Es lógico que hechos como estos nos duelan. Los miles de niños que no alcanzarán a ver la luz, quizá millones, gritan clamando justicia. La justicia que nosotros, por ahora, somos incapaces de garantizar y que, en expresión del Papa Emérito, “sólo Dios puede crear”. Nos pueden doler, nos pueden pesar, pero no nos debieran sorprender. Un atento examen de la Sagrada Escritura nos muestra que esto ya estaba previsto. Basta mirar la Segunda Epístola a los Tesalonicenses o el Apocalipsis para caer en la cuenta de que no nos estamos saliendo del guion, y de que continuamos siendo protagonistas.
Es duro, pero está revelado: “Primero tiene que venir la apostasía, y manifestarse el Hombre impío, el hijo de la perdición… el misterio de la impiedad ya está actuando” (2 Tesalonicenses 2, 3-7).
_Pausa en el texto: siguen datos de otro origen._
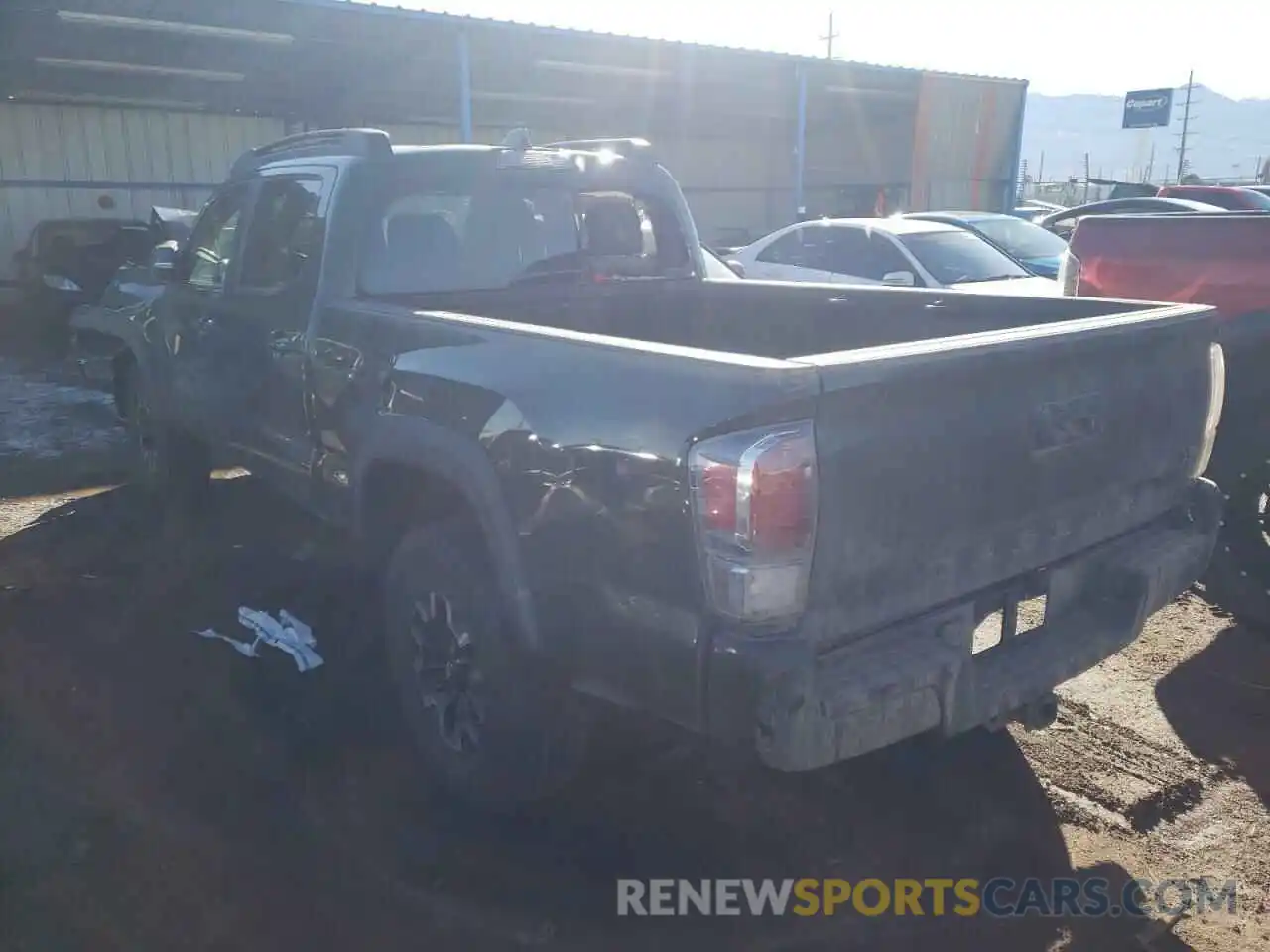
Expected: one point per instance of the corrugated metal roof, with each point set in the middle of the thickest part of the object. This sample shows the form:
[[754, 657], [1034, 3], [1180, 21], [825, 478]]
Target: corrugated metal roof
[[454, 18]]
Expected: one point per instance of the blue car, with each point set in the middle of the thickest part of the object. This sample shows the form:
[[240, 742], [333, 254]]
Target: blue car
[[1033, 246]]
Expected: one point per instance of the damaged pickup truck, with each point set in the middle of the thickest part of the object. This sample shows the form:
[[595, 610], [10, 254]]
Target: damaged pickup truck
[[594, 463]]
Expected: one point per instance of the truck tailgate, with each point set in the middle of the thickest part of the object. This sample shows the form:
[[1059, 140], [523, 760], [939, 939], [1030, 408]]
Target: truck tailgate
[[951, 466]]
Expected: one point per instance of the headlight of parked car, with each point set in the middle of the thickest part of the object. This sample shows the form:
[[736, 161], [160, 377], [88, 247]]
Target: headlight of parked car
[[59, 282]]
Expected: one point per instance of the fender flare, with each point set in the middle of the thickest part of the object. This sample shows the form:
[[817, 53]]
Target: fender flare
[[462, 463]]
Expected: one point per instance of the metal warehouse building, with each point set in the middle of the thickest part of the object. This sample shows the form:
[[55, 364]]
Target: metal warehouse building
[[108, 107]]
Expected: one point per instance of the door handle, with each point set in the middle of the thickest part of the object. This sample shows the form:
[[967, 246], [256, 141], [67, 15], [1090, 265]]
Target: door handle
[[282, 344]]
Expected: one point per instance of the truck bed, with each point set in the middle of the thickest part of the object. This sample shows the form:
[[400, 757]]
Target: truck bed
[[976, 436], [771, 318]]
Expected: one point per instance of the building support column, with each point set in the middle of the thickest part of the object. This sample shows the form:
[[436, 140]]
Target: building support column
[[801, 143], [465, 89]]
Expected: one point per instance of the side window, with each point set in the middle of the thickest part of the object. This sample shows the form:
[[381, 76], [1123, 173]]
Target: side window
[[887, 258], [795, 248], [846, 253], [214, 239], [287, 232]]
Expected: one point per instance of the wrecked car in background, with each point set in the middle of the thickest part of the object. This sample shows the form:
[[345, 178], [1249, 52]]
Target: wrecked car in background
[[98, 330]]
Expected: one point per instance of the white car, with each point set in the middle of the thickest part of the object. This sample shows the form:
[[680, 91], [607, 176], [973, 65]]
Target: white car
[[897, 252]]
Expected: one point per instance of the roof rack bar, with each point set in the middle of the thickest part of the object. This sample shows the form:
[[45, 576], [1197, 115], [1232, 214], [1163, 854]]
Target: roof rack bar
[[367, 144], [627, 148]]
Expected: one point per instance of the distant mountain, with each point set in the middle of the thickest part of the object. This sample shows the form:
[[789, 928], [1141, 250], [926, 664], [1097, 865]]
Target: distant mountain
[[1227, 137]]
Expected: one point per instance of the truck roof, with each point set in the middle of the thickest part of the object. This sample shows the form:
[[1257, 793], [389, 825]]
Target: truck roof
[[893, 226]]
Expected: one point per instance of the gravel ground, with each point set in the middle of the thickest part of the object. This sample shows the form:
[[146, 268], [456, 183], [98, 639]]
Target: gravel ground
[[159, 791]]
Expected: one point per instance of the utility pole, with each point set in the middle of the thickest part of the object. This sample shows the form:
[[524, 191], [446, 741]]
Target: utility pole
[[1182, 146], [830, 36]]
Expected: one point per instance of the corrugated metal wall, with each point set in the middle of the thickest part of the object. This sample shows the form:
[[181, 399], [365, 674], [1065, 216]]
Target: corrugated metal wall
[[59, 162], [965, 143]]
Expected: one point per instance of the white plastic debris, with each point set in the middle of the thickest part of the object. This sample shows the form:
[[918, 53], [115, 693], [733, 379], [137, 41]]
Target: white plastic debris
[[286, 633]]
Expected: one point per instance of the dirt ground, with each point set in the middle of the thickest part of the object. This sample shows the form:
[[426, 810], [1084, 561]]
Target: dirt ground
[[159, 791]]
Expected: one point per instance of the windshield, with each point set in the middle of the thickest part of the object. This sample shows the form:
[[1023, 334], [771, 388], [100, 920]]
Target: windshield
[[1021, 238], [955, 257], [494, 230]]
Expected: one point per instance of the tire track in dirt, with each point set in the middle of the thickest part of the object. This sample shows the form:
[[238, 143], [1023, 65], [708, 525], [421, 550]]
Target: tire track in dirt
[[1100, 774]]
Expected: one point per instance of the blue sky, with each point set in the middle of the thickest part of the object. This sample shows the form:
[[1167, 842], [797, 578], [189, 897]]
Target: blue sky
[[1080, 46]]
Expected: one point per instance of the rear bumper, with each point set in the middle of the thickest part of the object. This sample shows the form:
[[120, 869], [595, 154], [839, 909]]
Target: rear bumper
[[808, 711]]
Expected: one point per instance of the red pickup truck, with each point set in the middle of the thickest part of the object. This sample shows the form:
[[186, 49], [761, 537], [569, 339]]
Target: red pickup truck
[[1220, 261]]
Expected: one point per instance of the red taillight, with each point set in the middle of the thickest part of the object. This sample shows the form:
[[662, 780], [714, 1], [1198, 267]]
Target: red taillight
[[779, 517], [1070, 273], [719, 495], [753, 498]]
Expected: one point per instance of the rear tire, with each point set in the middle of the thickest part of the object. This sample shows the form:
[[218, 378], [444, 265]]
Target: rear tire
[[1238, 576], [172, 467], [492, 725]]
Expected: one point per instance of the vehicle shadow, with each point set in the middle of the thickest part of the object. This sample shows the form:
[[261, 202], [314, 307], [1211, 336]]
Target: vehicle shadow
[[240, 802], [1218, 702]]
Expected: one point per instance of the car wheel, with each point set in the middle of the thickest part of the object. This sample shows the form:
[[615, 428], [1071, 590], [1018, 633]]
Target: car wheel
[[1238, 575], [490, 724], [172, 466]]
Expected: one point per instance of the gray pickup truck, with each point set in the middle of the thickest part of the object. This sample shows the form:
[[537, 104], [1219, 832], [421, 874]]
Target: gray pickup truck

Primero viene el desbordarse de la iniquidad –creo que eso es lo que estamos viviendo ahora-. Ahora bien, qué es lo que nos toca a nosotros: “mantenernos firmes”, o como dice el Apocalipsis: “Aquí se requiere la paciencia y la fe de los santos” (Ap. 13, 10). Por eso, no debemos desertar del mundo, al que amamos. Debemos comprender que en esta palestra Dios nos forja, nos hace crecer, desarrolla nuestra paciencia, mientras sucede lo que ya estaba profetizado en el Apocalipsis (22, 11): “Que el injusto siga cometiendo injusticias y el manchado siga manchándose; que el justo siga practicando la justicia y el santo siga santificándose”. Ahí entramos nosotros, siendo justos, santificándonos, y esperando una salvación que no será obra de nuestras manos, sino de las de Dios. Por eso podemos seguir teniendo esperanza.
¿Qué hacer entonces? Seguir trabajando, con la esperanza puesta en Dios y una sonrisa en los labios, amparados en las frases de la Escritura: “mis elegidos no trabajaran en vano” (Isaías 65, 22-23) y “conscientes de que vuestro trabajo no es vano en el Señor” (1 Corintios 15,58), sabiendo que a través de muchas derrotas al final la victoria es de Dios. ¿Y, ante el desaliento presente por las batallas perdidas? Quizá sirva recordar entonces las bellas palabras de Nican Mopohua: “¿no estoy yo aquí, que soy tu Madre, no estás por ventura en mi regazo y entre mis brazos?, ¿qué más necesitas?